Le frein n’est presque jamais technique, il est humain.

  • La peur de perdre du pouvoir : Certains managers craignent qu’en partageant l’information, ils perdent leur autorité. Il faut les rassurer : leur rôle change, ils deviennent des facilitateurs plutôt que des contrôleurs.
  • Le poids de l’urgence opérationnelle : “On n’a pas le temps de se réunir”. C’est l’argument numéro 1. Pourtant, passer une heure en coordination permet souvent d’éviter trois jours de gestion de crise plus tard.
  • Les objectifs contradictoires : C’est la cause racine. Si vous demandez à la Prod de réduire les coûts et au Commercial de faire du sur-mesure, ils ne collaboreront jamais. L’alignement des indicateurs (KPIs) par la direction est indispensable.

 

➤ Consultez nos articles dédiés pour vous aider à

dépasser la résistance au changement en entreprise

et adopter la communication transversale.

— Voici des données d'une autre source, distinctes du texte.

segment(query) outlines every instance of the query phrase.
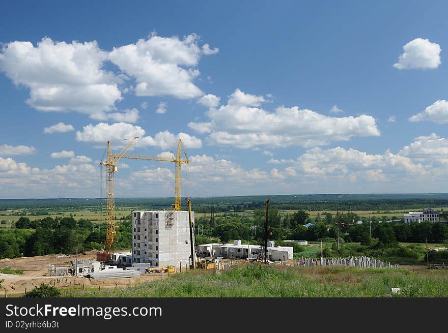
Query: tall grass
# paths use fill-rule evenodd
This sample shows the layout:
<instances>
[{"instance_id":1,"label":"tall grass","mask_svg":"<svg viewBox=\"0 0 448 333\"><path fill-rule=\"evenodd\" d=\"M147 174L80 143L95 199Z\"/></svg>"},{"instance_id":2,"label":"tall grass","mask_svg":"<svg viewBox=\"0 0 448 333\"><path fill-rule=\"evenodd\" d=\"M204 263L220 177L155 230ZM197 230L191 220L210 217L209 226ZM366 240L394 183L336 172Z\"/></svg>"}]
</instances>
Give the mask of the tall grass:
<instances>
[{"instance_id":1,"label":"tall grass","mask_svg":"<svg viewBox=\"0 0 448 333\"><path fill-rule=\"evenodd\" d=\"M400 287L399 295L391 288ZM134 287L69 297L448 297L448 271L345 267L239 265L225 271L191 271Z\"/></svg>"}]
</instances>

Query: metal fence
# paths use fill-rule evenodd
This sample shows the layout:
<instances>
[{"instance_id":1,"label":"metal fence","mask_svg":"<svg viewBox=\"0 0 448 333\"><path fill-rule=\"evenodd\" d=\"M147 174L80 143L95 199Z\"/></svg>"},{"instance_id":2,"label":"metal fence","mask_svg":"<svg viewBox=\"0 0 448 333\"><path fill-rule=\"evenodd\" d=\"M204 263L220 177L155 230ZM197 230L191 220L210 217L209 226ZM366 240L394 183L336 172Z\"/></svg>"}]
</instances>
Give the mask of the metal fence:
<instances>
[{"instance_id":1,"label":"metal fence","mask_svg":"<svg viewBox=\"0 0 448 333\"><path fill-rule=\"evenodd\" d=\"M398 265L393 265L388 261L382 261L373 257L348 257L347 258L302 258L294 260L294 266L311 267L313 266L347 266L361 268L396 268Z\"/></svg>"}]
</instances>

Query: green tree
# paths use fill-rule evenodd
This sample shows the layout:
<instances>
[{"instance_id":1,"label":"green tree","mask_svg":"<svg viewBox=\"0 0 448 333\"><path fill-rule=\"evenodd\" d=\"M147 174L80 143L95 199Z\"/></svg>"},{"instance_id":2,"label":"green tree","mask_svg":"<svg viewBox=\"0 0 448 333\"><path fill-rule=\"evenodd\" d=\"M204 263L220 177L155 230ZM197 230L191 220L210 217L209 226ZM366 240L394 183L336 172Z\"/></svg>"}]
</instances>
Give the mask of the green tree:
<instances>
[{"instance_id":1,"label":"green tree","mask_svg":"<svg viewBox=\"0 0 448 333\"><path fill-rule=\"evenodd\" d=\"M305 224L306 219L310 217L310 214L304 210L297 210L292 215L291 224L293 228L295 228L300 224Z\"/></svg>"},{"instance_id":2,"label":"green tree","mask_svg":"<svg viewBox=\"0 0 448 333\"><path fill-rule=\"evenodd\" d=\"M54 253L53 245L51 241L51 231L39 227L27 239L25 245L25 255L29 257L44 256Z\"/></svg>"},{"instance_id":3,"label":"green tree","mask_svg":"<svg viewBox=\"0 0 448 333\"><path fill-rule=\"evenodd\" d=\"M370 238L370 234L367 230L365 230L361 234L360 243L361 245L365 246L370 246L372 245L372 238Z\"/></svg>"},{"instance_id":4,"label":"green tree","mask_svg":"<svg viewBox=\"0 0 448 333\"><path fill-rule=\"evenodd\" d=\"M30 228L30 219L21 216L16 222L16 228L17 229L27 229Z\"/></svg>"}]
</instances>

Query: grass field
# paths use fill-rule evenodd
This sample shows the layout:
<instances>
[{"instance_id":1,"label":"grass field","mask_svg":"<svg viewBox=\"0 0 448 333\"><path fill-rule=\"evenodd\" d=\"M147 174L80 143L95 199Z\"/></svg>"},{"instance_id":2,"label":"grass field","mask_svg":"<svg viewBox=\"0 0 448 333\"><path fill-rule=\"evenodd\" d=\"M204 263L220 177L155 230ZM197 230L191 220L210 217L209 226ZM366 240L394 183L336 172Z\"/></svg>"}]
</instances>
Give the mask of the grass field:
<instances>
[{"instance_id":1,"label":"grass field","mask_svg":"<svg viewBox=\"0 0 448 333\"><path fill-rule=\"evenodd\" d=\"M132 209L132 207L121 207L120 208L117 208L116 210L115 214L117 217L117 219L119 219L120 218L123 216L127 216L131 214L131 211ZM142 208L143 209L143 208ZM448 207L434 207L434 209L436 210L440 211L441 209L447 210L448 209ZM194 207L193 207L194 210ZM16 222L20 218L20 216L19 215L13 215L11 214L16 213L18 212L20 213L22 209L11 209L6 211L2 211L0 213L0 220L11 220L13 221L13 222ZM60 209L49 209L49 215L41 215L39 216L32 216L29 215L24 215L26 217L27 217L30 220L36 220L38 219L43 219L47 216L51 216L51 217L54 218L57 216L59 217L64 217L70 216L70 214L72 214L73 217L75 218L75 219L78 220L79 219L83 218L90 220L91 221L99 223L105 221L105 215L106 215L106 210L104 208L103 208L101 211L99 207L98 208L95 208L95 209L92 209L92 210L70 210L68 209L66 209L64 208L60 208ZM296 210L280 210L280 213L282 215L284 214L293 214L294 213L297 211ZM309 214L310 214L310 217L312 218L314 218L316 217L316 216L320 214L322 215L323 214L325 213L331 213L333 215L336 214L337 211L307 211ZM340 214L344 213L346 214L347 211L340 211ZM359 215L361 217L376 217L377 218L381 218L383 216L386 216L387 218L391 218L393 216L395 216L399 219L401 219L403 217L403 215L404 214L407 214L409 213L407 210L390 210L389 213L383 213L382 212L378 213L377 210L353 210L352 213L355 213L358 215ZM245 216L248 217L253 217L254 215L253 210L247 210L244 212L239 212L236 213L239 215ZM216 214L215 215L216 217L219 217L221 214ZM199 218L203 217L209 217L210 216L210 213L197 213L196 214L196 218Z\"/></svg>"},{"instance_id":2,"label":"grass field","mask_svg":"<svg viewBox=\"0 0 448 333\"><path fill-rule=\"evenodd\" d=\"M391 288L401 288L400 295ZM448 297L448 270L296 267L246 264L197 270L115 290L72 291L69 297Z\"/></svg>"}]
</instances>

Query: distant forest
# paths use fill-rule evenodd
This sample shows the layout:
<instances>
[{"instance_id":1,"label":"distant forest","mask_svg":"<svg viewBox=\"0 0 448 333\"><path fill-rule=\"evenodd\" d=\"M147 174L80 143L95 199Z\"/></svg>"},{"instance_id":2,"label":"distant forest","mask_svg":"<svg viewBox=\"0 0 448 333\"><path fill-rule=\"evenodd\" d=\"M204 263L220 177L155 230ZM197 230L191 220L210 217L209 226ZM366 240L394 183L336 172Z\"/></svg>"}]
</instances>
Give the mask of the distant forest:
<instances>
[{"instance_id":1,"label":"distant forest","mask_svg":"<svg viewBox=\"0 0 448 333\"><path fill-rule=\"evenodd\" d=\"M194 209L198 213L227 212L262 208L269 198L270 206L279 209L317 210L393 210L448 206L448 193L409 194L315 194L234 197L192 197ZM117 207L155 209L170 208L174 198L118 198ZM105 199L0 199L0 211L11 209L98 208ZM183 205L185 200L182 198Z\"/></svg>"}]
</instances>

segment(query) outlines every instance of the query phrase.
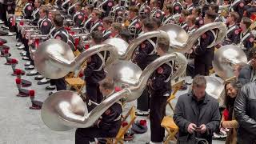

Passer à l'action : le rôle du leader

Parfois, l’organisation est tellement figée ou la situation tellement critique (transformation accélérée, vacance managériale) que le changement ne peut pas venir de l’intérieur.

C’est là que le recours au management de transition prend tout son sens. Un manager de transition n’est pas là pour faire un rapport, mais pour agir. Comme il n’est pas impliqué dans les blocages internes, il peut installer cette culture du résultat et de la transversalité très rapidement. Son rôle est de sécuriser cette phase de transition pour que, une fois reparti, les équipes aient adopté ces nouveaux réflexes de travail en commun.

Conclusion : viser l'efficacité réelle

La collaboration transversale demande du courage managérial. Ce n’est pas une baguette magique, mais une discipline quotidienne qui remplace les vieilles habitudes par l’efficacité opérationnelle.